Lobbyist Jordan Williams, who formed The Taxpayers Union, said the show was ‘‘an abysmal failure’’ after it was moved from 9.45pm to 10.45pm on Fridays.
An hour difference on a Friday night... not a big deal really, especially for a digitally-focused show.
The show’s most vocal critics were those who clashed politically with the generally liberal, youth-centric, progressive voice of The Spinoff website, where reality television, feminism and the housing crisis are regular topics.
Nobody should have been surprised when Hosking and the Taxpayers Union declared they hated a show based on a website that this week published the headline: ‘‘Socialism is back, baby, and it doesn’t want your vote’’.
Still, that doesn’t mean it was bad television.
The Spinoff TV played an important and useful role in broadcasting, giving voice to an audience who laugh at the likes of Hosking, rather than nod along to his daily columns and radio rants.

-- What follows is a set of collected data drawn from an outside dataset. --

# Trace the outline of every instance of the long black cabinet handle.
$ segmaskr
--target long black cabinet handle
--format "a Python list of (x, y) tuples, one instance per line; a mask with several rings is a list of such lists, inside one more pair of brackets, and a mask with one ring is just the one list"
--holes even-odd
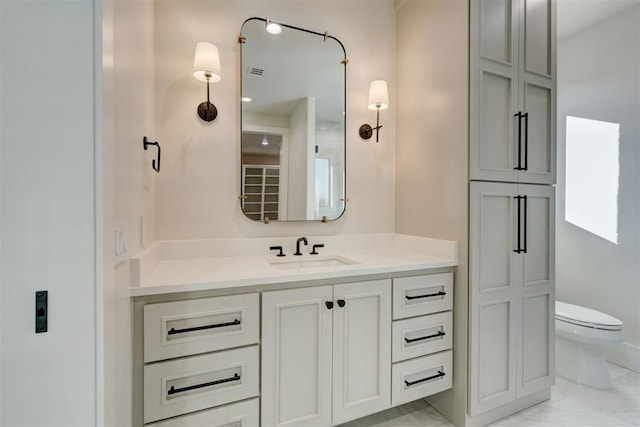
[(238, 373), (236, 372), (235, 374), (233, 374), (231, 378), (223, 378), (221, 380), (210, 381), (208, 383), (195, 384), (195, 385), (190, 385), (190, 386), (181, 387), (181, 388), (175, 388), (171, 386), (171, 388), (167, 391), (167, 394), (171, 396), (177, 393), (184, 393), (185, 391), (197, 390), (199, 388), (211, 387), (212, 385), (230, 383), (231, 381), (238, 381), (238, 380), (240, 380), (240, 375), (238, 375)]
[(527, 253), (527, 196), (522, 196), (522, 200), (524, 201), (524, 249), (522, 252)]
[(522, 167), (522, 117), (523, 117), (523, 114), (521, 111), (518, 111), (513, 116), (518, 118), (518, 166), (516, 166), (513, 169), (517, 171), (521, 171), (521, 170), (524, 170), (524, 168)]
[(169, 329), (169, 332), (167, 332), (167, 334), (175, 335), (175, 334), (184, 334), (186, 332), (203, 331), (205, 329), (224, 328), (225, 326), (235, 326), (235, 325), (239, 325), (240, 323), (242, 322), (236, 319), (233, 322), (216, 323), (215, 325), (194, 326), (192, 328), (184, 328), (184, 329), (171, 328)]
[(442, 292), (439, 291), (435, 294), (427, 294), (427, 295), (415, 295), (415, 296), (409, 296), (409, 295), (405, 295), (404, 297), (408, 300), (412, 300), (412, 299), (418, 299), (418, 298), (433, 298), (433, 297), (441, 297), (446, 295), (446, 292)]
[(520, 243), (521, 243), (521, 241), (520, 241), (520, 235), (522, 234), (522, 233), (521, 233), (521, 223), (520, 223), (520, 200), (522, 199), (522, 196), (514, 196), (514, 199), (516, 199), (516, 204), (517, 204), (517, 206), (518, 206), (518, 212), (517, 212), (517, 215), (518, 215), (518, 226), (517, 226), (517, 233), (518, 233), (518, 234), (517, 234), (517, 236), (518, 236), (518, 237), (517, 237), (517, 240), (518, 240), (518, 247), (517, 247), (517, 249), (514, 249), (514, 250), (513, 250), (513, 252), (515, 252), (515, 253), (519, 254), (519, 253), (521, 253), (521, 252), (522, 252), (522, 249), (520, 248)]
[(444, 372), (438, 371), (437, 374), (431, 375), (430, 377), (422, 378), (420, 380), (415, 380), (415, 381), (404, 380), (404, 383), (407, 385), (407, 387), (411, 387), (412, 385), (420, 384), (420, 383), (423, 383), (425, 381), (435, 380), (436, 378), (440, 378), (440, 377), (444, 377), (444, 376), (445, 376)]
[(338, 302), (338, 307), (340, 308), (344, 307), (347, 304), (347, 302), (343, 299), (339, 299), (337, 302)]
[(524, 167), (522, 170), (529, 170), (529, 113), (524, 113)]
[(333, 308), (333, 301), (325, 301), (324, 305), (331, 310)]
[(416, 342), (416, 341), (423, 341), (423, 340), (428, 340), (430, 338), (438, 338), (438, 337), (443, 337), (446, 334), (442, 331), (438, 331), (437, 334), (433, 334), (433, 335), (427, 335), (426, 337), (420, 337), (420, 338), (405, 338), (404, 340), (407, 342), (407, 344), (410, 344), (412, 342)]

That audience should be served on radio and television.
The Spinoff TV offered a counter-perspective to mainstream current affairs and television media. No other programme does this.
No other programme could do this – half of The Spinoff’s show was just laughing at the ridiculousness of broadcasters, like Hosking and his NewstalkZB mate Leighton Smith.
With the death of The Spinoff TV and the impending closure of RNZ website The Wireless, young New Zealanders are worse off.
NZ on Air has a duty to that audience – one that has proven to be hard to engage – like any other.
Just because it’s hard, doesn’t mean broadcasters and NZ On Air shouldn’t try.
They have a habit of funding projects for one season, and then cutting those shows when they’re starting to garner a following.
The fact we are even talking about a programme that aired in the dead of night on a Friday shows the potential of The Spinoff TV . Its ability to agitate alone is reason enough for it to be given another run.
Spinoff TV hosts Leonie Hayden and Alex Casey.